Бросился Иван к своей виолончели, смотрит, а корпус рядом со струной ножичком прорезан. Такие вот вышли соревнования. Старые мастера потом Усанову говорили: «Зачем ты за две недели инструмент сдал? Надо было прямо на прослушивание его нести».

 

- В общем, - уточняет Иван Александрович, - меня просто и откровенно «зарубили». А потом мне сказали: «У вас великолепный инструмент. Жаль, что так получилось. Но, если вы хотите профессионально работать, вас оформят скрипичным мастером на фабрику музыкальных инструментов имени Советской Армии».

 

Инструментов шесть сделал на той фабрике Усанов. Один из них и попал в Америку.

 

 Певица и лишенный голоса

 

Меня всегда удивляло в Иване необычное сочетание талантов. Профессиональный музыкант, много лет отыгравший в образцовом военном оркестре. Технарь, определяющий по звуку «болезнь» любого мотора. Откуда в одном человеке такое?

 

- Гены, - смеется Усанов. - Мать у меня была певица итальянской школы. В ГИТИСе даже какое-то время училась. Петь бросила только потому, что за отца моего замуж вышла. Он мужик был красивый, но суровый. Или, говорит, семья, или пение. А вообще-то, мать в молодости его от большой беды спасла. Лишили моего отца голоса. Он одно время не имел права голосовать, поступать в учебные заведения. В техникуме подольском учился, так его и оттуда выкинули.

- За что?

- Был при техникуме тир. А отец спортом увлекался. Он Аптекарю Михаилу Лазаревичу в зрелые уже годы массу фотографий передал об истории подольского спорта. В общем, стреляет он в тире, и вдруг на его несчастье приходит городской военный комиссар. Достает наган и говорит: «Смотрите, как стрелять надо». Бац - мимо. Еще пара выстрелов - и оба в "молоко". Тут мой батя и выступил.

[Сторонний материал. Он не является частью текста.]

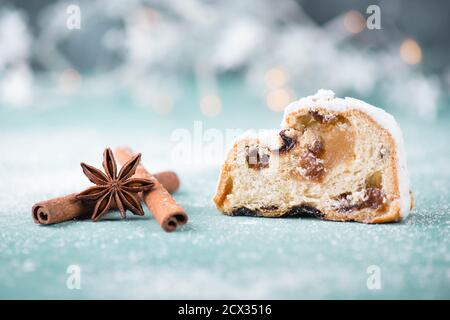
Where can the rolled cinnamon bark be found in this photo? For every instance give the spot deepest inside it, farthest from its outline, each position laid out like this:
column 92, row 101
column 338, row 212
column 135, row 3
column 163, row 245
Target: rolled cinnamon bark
column 67, row 208
column 167, row 212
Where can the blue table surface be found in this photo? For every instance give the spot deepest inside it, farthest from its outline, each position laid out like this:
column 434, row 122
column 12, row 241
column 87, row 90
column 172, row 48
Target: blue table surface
column 213, row 256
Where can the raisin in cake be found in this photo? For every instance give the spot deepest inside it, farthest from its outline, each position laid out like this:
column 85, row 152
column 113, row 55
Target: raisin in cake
column 338, row 159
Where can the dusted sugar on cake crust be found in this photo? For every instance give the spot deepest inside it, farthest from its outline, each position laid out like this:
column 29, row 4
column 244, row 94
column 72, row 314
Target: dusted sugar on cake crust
column 337, row 159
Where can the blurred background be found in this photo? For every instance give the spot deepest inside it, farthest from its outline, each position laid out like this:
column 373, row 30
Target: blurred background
column 187, row 56
column 77, row 76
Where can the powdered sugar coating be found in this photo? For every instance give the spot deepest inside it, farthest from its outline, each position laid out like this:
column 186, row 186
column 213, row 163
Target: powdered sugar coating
column 326, row 99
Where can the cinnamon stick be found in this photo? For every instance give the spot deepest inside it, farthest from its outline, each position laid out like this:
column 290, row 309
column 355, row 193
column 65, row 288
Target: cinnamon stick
column 67, row 207
column 167, row 212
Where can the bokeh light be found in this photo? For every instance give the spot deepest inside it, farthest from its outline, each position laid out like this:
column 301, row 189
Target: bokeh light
column 278, row 99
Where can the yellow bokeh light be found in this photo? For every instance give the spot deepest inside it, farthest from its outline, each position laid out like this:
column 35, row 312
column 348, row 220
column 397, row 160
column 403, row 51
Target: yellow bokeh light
column 210, row 105
column 410, row 52
column 354, row 21
column 275, row 77
column 278, row 99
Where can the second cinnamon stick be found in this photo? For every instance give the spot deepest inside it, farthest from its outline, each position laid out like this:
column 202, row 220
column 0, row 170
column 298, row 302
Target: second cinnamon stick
column 66, row 208
column 164, row 208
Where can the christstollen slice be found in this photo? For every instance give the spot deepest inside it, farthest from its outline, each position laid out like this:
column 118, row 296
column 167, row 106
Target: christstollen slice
column 337, row 159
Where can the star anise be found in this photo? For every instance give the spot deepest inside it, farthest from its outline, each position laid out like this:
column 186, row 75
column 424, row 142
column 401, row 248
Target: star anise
column 112, row 189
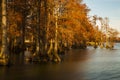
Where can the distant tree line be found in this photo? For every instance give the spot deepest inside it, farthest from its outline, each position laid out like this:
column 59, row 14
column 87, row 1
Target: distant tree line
column 47, row 27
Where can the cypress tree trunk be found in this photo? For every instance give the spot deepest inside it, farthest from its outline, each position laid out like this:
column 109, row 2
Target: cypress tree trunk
column 4, row 49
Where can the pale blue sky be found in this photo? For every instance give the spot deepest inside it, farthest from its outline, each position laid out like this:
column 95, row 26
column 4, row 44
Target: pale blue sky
column 106, row 8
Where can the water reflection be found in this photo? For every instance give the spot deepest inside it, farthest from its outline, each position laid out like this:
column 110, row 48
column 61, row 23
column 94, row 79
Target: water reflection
column 89, row 64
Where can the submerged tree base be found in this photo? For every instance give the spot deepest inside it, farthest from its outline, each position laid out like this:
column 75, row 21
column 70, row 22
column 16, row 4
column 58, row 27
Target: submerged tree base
column 4, row 61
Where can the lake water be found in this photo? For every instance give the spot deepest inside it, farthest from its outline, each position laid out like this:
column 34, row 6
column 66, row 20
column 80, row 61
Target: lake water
column 88, row 64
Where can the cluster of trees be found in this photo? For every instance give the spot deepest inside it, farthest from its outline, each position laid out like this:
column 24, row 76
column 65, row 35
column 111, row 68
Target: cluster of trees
column 50, row 26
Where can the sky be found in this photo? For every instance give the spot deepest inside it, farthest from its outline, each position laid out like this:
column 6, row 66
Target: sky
column 106, row 8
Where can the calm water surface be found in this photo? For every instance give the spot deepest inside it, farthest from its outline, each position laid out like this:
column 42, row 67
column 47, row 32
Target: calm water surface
column 89, row 64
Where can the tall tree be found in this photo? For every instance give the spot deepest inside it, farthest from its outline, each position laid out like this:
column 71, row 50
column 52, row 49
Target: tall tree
column 4, row 50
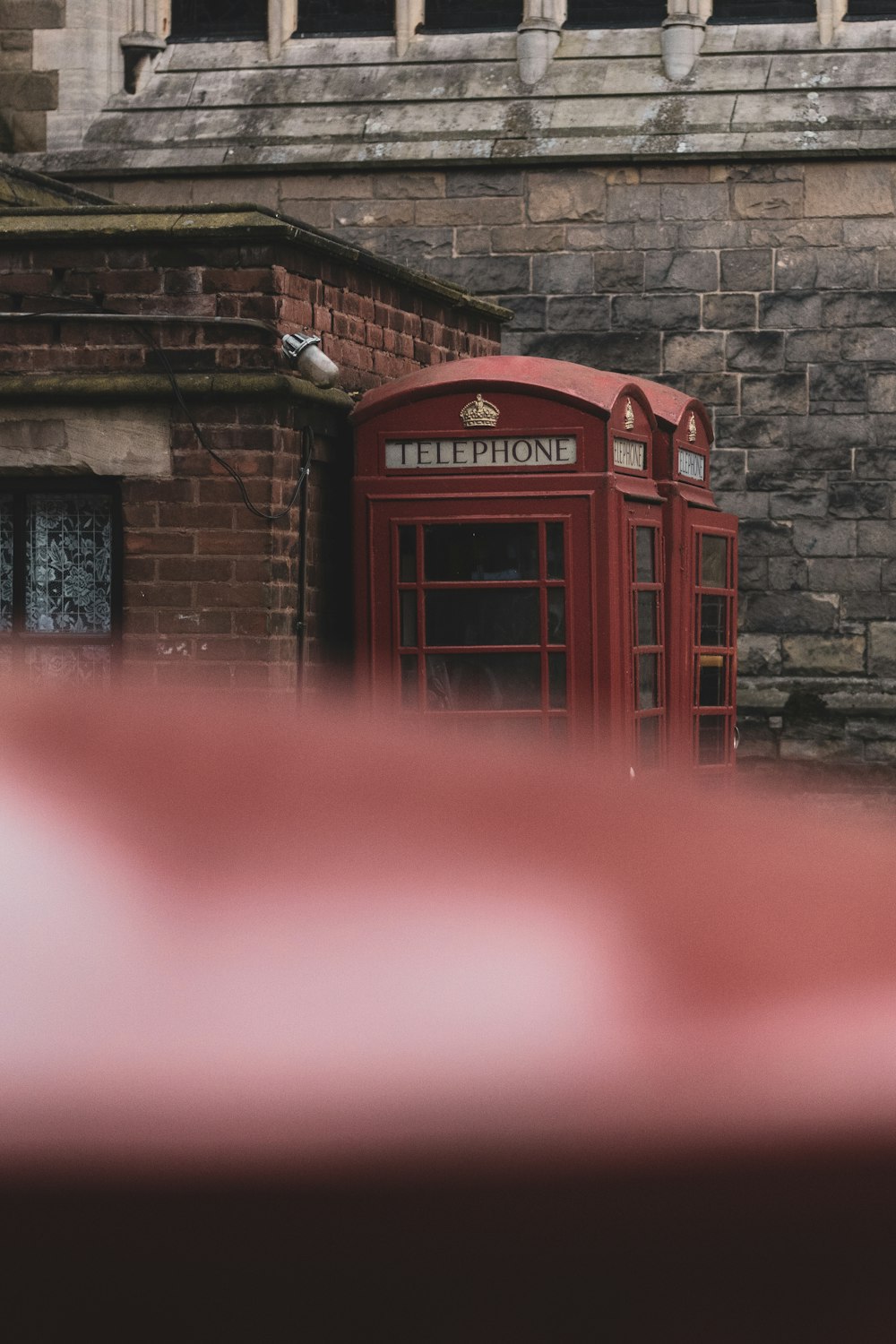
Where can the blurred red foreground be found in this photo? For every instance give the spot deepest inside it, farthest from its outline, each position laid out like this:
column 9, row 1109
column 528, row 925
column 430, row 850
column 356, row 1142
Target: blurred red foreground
column 425, row 1004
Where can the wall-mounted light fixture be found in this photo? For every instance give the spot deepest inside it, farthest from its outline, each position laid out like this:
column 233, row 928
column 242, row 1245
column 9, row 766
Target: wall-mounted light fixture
column 311, row 360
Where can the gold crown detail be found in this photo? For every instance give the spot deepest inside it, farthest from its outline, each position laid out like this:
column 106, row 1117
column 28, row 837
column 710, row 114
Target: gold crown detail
column 479, row 413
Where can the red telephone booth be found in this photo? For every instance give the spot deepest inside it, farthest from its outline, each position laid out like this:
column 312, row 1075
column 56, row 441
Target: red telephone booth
column 511, row 553
column 702, row 586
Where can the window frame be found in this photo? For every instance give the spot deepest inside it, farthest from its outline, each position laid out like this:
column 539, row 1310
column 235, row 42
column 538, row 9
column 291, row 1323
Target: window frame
column 21, row 487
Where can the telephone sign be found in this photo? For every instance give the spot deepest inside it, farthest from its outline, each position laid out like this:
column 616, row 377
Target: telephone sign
column 512, row 554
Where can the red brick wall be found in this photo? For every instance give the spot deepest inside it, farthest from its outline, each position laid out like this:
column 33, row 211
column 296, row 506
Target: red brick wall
column 209, row 589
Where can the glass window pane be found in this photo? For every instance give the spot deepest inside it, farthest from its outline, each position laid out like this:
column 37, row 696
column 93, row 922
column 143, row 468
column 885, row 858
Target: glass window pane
column 645, row 572
column 556, row 616
column 484, row 616
column 341, row 18
column 649, row 739
column 410, row 688
column 556, row 564
column 206, row 21
column 712, row 737
column 646, row 618
column 408, row 554
column 648, row 666
column 713, row 572
column 711, row 679
column 713, row 621
column 5, row 562
column 409, row 618
column 557, row 680
column 69, row 564
column 484, row 682
column 470, row 553
column 471, row 15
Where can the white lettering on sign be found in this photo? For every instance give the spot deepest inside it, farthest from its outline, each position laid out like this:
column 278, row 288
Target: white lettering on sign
column 691, row 464
column 627, row 453
column 463, row 453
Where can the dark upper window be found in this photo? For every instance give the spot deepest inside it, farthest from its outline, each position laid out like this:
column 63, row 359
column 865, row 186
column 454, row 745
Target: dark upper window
column 59, row 577
column 471, row 15
column 616, row 13
column 218, row 21
column 763, row 11
column 343, row 18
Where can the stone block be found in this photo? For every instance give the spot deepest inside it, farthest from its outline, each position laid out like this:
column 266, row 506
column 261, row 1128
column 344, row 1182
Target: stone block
column 584, row 314
column 753, row 574
column 568, row 195
column 860, row 499
column 562, row 273
column 876, row 538
column 834, row 383
column 727, row 312
column 374, row 214
column 769, row 201
column 625, row 352
column 860, row 308
column 855, row 188
column 754, row 432
column 414, row 185
column 662, row 312
column 783, row 312
column 626, row 203
column 882, row 392
column 618, row 271
column 813, row 347
column 844, row 575
column 743, row 504
column 533, row 238
column 788, row 574
column 818, row 655
column 754, row 351
column 694, row 201
column 882, row 648
column 799, row 503
column 712, row 389
column 470, row 210
column 774, row 394
column 691, row 271
column 692, row 352
column 791, row 613
column 759, row 655
column 728, row 470
column 481, row 182
column 27, row 90
column 762, row 537
column 484, row 274
column 745, row 269
column 845, row 268
column 528, row 312
column 826, row 538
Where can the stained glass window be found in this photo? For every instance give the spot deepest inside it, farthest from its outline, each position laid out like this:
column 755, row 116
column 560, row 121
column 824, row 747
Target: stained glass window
column 471, row 15
column 616, row 13
column 218, row 21
column 343, row 18
column 58, row 580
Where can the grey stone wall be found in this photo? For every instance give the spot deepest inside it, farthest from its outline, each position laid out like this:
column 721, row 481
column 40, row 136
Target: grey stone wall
column 769, row 290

- Можно мне, - говорит, - из вашего оружия попробовать.

Усмехнулся комиссар, но пистолет дал. Отец все три пули в «десятку» уложил. Ну, ладно бы, промолчал при этом. Но он не утерпел и сказал: «Вот так должен стрелять офицер».

«Молодец, - покраснел комиссар, - а как твоя фамилия?» «Усанов». «Хорошая, очень хорошая у тебя фамилия»... На том и распрощались. А вскоре отца исключают из техникума и лишают права голоса. Если бы не моя мать, плохо бы ему пришлось. Откуда в ней только сила взялась? Как она умудрилась «раскопать» подлог, ума не приложу? Сумела доказать, что комиссар состряпал на отца документы, будто он близкий родственник кулака. В те времена подобные дела сам знаешь, чем заканчивались...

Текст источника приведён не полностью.